My Dad always used to just love watching while my Mom and I opened our gifts on Christmas day. I mean, he would open his, but then just look even happier when my Mom and I opened our gifts. Like being able to give something to someone and make them happy was the best thing in the world.
I thought he was crazy.
I mean, I just loved getting gifts. It was so great! Like I was just being appreciated for being a great person all the time (yeah Mom, I know I wasn’t perfect all the time-save the sass). I pretty much liked getting gifts a whole ton better than giving them.
Then came college. I got appreciation from people in the form of cards, emails, chocolate, etc. It made me feel so good because the appreciation almost always came just when I needed it.
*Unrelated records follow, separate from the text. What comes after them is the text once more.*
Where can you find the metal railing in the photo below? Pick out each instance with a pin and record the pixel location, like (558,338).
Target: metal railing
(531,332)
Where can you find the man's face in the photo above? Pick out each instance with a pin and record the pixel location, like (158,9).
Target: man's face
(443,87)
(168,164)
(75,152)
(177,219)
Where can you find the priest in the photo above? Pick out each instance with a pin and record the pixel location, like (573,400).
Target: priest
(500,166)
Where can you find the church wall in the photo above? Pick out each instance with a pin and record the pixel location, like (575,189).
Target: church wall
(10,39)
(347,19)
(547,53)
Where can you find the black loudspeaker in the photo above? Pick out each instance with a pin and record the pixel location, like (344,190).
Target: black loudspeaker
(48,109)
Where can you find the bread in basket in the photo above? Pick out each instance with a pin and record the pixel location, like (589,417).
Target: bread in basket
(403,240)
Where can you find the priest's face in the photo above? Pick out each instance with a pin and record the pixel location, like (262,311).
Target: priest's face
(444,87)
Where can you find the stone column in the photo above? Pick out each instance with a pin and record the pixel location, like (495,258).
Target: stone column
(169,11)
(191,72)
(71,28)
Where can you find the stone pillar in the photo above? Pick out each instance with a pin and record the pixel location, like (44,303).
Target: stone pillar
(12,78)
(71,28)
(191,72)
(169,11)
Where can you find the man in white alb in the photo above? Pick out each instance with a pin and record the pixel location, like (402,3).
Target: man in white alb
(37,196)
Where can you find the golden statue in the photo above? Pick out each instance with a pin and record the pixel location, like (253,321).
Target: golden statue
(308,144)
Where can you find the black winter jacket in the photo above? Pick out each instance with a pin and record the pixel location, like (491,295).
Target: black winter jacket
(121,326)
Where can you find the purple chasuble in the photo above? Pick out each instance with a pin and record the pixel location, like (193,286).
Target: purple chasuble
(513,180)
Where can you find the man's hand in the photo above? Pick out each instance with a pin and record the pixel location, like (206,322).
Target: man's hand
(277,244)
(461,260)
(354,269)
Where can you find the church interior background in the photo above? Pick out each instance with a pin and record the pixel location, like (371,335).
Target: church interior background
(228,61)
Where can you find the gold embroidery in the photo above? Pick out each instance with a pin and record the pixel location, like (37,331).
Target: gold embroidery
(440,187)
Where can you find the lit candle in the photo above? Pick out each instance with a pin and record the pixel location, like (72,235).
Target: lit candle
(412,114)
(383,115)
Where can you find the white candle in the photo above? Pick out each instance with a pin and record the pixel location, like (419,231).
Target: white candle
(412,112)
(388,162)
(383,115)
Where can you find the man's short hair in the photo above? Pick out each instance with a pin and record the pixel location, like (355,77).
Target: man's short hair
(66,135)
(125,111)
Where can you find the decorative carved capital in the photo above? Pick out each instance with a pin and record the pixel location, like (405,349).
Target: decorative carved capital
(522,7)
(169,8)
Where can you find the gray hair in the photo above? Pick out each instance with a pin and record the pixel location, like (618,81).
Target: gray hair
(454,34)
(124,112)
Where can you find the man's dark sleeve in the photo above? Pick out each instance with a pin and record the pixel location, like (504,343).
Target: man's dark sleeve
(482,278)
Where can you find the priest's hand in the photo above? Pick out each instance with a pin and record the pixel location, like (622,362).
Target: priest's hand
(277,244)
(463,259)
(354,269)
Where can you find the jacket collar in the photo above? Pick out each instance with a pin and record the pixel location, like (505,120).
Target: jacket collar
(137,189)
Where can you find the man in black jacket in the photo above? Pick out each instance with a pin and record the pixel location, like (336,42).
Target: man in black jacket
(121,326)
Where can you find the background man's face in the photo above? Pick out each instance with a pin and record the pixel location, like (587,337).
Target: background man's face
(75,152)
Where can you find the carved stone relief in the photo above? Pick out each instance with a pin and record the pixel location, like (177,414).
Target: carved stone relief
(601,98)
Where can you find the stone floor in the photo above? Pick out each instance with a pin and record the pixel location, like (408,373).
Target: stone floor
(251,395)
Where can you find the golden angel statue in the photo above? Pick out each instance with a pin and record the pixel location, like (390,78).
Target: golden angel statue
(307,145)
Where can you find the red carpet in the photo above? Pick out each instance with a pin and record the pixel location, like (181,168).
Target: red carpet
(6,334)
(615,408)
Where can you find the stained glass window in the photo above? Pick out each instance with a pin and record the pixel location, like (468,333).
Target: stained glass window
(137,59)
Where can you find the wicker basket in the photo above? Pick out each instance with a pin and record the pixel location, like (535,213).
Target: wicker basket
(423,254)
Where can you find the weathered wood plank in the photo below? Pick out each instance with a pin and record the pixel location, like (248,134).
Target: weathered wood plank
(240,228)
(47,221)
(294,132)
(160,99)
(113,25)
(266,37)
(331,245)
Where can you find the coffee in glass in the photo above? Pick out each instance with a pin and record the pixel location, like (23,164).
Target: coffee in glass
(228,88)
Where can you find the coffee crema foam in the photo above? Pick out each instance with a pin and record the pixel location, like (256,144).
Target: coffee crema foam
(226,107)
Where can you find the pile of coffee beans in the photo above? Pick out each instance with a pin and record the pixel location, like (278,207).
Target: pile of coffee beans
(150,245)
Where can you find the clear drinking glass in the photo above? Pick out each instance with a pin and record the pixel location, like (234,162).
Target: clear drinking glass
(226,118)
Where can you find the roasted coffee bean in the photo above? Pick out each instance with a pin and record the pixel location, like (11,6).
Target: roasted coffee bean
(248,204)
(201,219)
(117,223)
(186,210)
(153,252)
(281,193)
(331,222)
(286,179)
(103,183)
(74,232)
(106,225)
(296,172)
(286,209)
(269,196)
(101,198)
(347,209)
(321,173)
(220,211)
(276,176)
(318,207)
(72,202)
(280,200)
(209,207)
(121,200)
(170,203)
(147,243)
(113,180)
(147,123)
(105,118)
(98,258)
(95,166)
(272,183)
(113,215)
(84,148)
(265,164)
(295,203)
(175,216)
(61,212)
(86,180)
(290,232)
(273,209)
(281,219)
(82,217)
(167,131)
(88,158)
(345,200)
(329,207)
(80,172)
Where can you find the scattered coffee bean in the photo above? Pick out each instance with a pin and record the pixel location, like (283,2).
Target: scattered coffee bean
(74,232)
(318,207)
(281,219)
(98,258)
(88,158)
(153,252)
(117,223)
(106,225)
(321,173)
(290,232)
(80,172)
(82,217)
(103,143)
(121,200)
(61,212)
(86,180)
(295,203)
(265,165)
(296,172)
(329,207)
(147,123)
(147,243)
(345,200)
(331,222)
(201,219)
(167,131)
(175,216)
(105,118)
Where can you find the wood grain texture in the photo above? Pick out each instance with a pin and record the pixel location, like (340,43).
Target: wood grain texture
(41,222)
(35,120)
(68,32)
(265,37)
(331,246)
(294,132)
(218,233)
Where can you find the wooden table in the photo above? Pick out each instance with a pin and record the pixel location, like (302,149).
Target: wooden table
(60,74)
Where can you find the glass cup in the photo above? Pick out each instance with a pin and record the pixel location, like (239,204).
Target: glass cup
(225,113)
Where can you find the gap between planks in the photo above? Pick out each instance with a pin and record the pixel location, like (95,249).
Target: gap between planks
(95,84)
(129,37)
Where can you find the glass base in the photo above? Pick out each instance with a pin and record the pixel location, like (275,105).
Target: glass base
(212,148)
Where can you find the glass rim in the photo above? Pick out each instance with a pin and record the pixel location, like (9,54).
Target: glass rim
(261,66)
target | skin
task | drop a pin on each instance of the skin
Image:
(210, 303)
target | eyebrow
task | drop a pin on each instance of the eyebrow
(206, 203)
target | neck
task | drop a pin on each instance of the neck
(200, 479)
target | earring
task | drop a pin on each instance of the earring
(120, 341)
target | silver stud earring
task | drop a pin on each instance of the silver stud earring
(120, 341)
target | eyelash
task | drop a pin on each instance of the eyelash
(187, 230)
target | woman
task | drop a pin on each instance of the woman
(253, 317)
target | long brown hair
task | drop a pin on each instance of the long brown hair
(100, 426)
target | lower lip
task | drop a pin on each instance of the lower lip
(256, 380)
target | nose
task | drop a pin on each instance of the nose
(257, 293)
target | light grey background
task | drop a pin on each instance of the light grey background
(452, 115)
For one of my organizations on campus, they encouraged us to write Of the Month awards, short essays detailing how someone had an impact on campus over that particular month. I wrote my first one for my Resident Assistant because she was someone who made me happy and helped me get through the tough times. She thanked me profusely for the gift and gave me a hug. I felt so good for making her feel good.
I think somewhere around here was when I realized that maybe, just maybe, my Dad was not crazy. Maybe he was right and giving was the way to go.
I started giving more. I started trying to make other people happy by thanking them for what they did for me. I wrote notes and sent texts and thanked others in person.
Today, I got to give a friend a card and I think I made her day a lot better.
I also got to give my friends some nice little treat boxes. They just had random stuff in them that my Mom helped me pick out, but I felt so happy when I saw their faces as they opened the boxes.
I guess I was just like my Dad.
And now I know that giving is the way to go. That giving might actually make me feel better than getting! (Imagine that, little Oksana who loved opening Christmas gifts.)
So off I go, to appreciate more people. To love to give, just like my Dad.